Three more elevators and two guard stations later, they reached the Computer Systems Research office. They passed the guard there with no more trouble than before. Once inside, a quick check with the Elf got an all-quiet signal.
“It’s been too smooth,” Ghost declared. He pulled his Ingrams out of the toolbox, slipping one into his belt and keeping the other ready in his hand. Kham and Sally grabbed their own guns. They seemed to trust the samurai’s intuition more readily than the Elf’s report on the security conditions.
“Safety first, paleface,” the Amerindian said when Sam made no move to reclaim the weapon they had given him. “You won’t have time to come back for it if we get hosed.”
Reluctantly, Sam picked up the slivergun.

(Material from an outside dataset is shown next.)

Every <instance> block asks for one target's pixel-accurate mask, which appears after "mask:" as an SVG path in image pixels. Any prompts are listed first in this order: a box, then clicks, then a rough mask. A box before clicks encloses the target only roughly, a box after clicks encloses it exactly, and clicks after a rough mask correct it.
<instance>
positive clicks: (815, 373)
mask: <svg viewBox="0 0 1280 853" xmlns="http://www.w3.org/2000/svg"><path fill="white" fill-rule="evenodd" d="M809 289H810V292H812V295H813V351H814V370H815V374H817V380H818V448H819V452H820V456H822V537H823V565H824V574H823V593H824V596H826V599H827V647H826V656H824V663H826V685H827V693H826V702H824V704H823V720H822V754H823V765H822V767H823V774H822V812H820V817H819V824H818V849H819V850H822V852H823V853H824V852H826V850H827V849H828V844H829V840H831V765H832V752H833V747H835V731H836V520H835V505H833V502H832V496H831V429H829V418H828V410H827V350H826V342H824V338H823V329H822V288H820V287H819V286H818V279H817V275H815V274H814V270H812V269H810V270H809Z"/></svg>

“Let’s be quick,” Sally said, passing out the containers of counteragent that Castillano’s biotech had supplied. “Spread it around. We don’t know how much and exactly where the stuff’s been used. I’ll clean whatever’s left of Seretech’s dirty toys out of the closet.”
They split up.
Sam was starting to spray his third room, a large work area for the system developers, when Sally joined them.
“Got them all,” she said before starting to spray the far side of the room with counteragent.
A minute later, a red-clad guard appeared. The man might have been making an unscheduled patrol, or he might have been on his way to the head. He didn’t appear to be in a hurry, and that encouraged Sam. After so many successes, he was almost comfortable with the completeness of Sally’s spell. He felt almost safe. With Sally in the room with him, little could go wrong. Her spell would keep them from discovery.
As the guard passed him, Sam raised the hand holding the gun and waved. The man waved back and continued on his way. The guard was halfway through the door when he stopped and turned around, his eyes going wide.
“Watch yourself, lady,” the guard shouted at Sally as he reached for his weapon. “Armed infiltrator!”
“N… No,” Sam stuttered, raising the slivergun.
The guard ignored him, clearing his holster and dropping into firing stance.
Sam’s finger tightened on the trigger of the slivergun. The weapon bucked as it unleashed a steady stream of plastic fiechettes. Closely grouped needles traveling at slightly subsonic speed stitched a crimson line across the guard’s chest and right shoulder. He tumbled backward, bright blood spraying from his mouth, landing sprawled and still. His gun struck the floor, its metal ringing with a clear note that seemed obscenely pure in the sudden gory disarray.
Sam’s own gun dropped to the floor with a harsh clatter. The sound of Sam’s shot brought Ghost and Kham running.
“Aw, drek! What happened?” the Ork barked.
“Guard must have caught a flaw in the spell,” Sally answered.
Sam was dazed, seeing the last few moments over and over again. He watched the guard turn, a puzzled expression on his face. No fear. No concern. Just puzzlement. Then the brown eyes had widened, focused on the slivergun.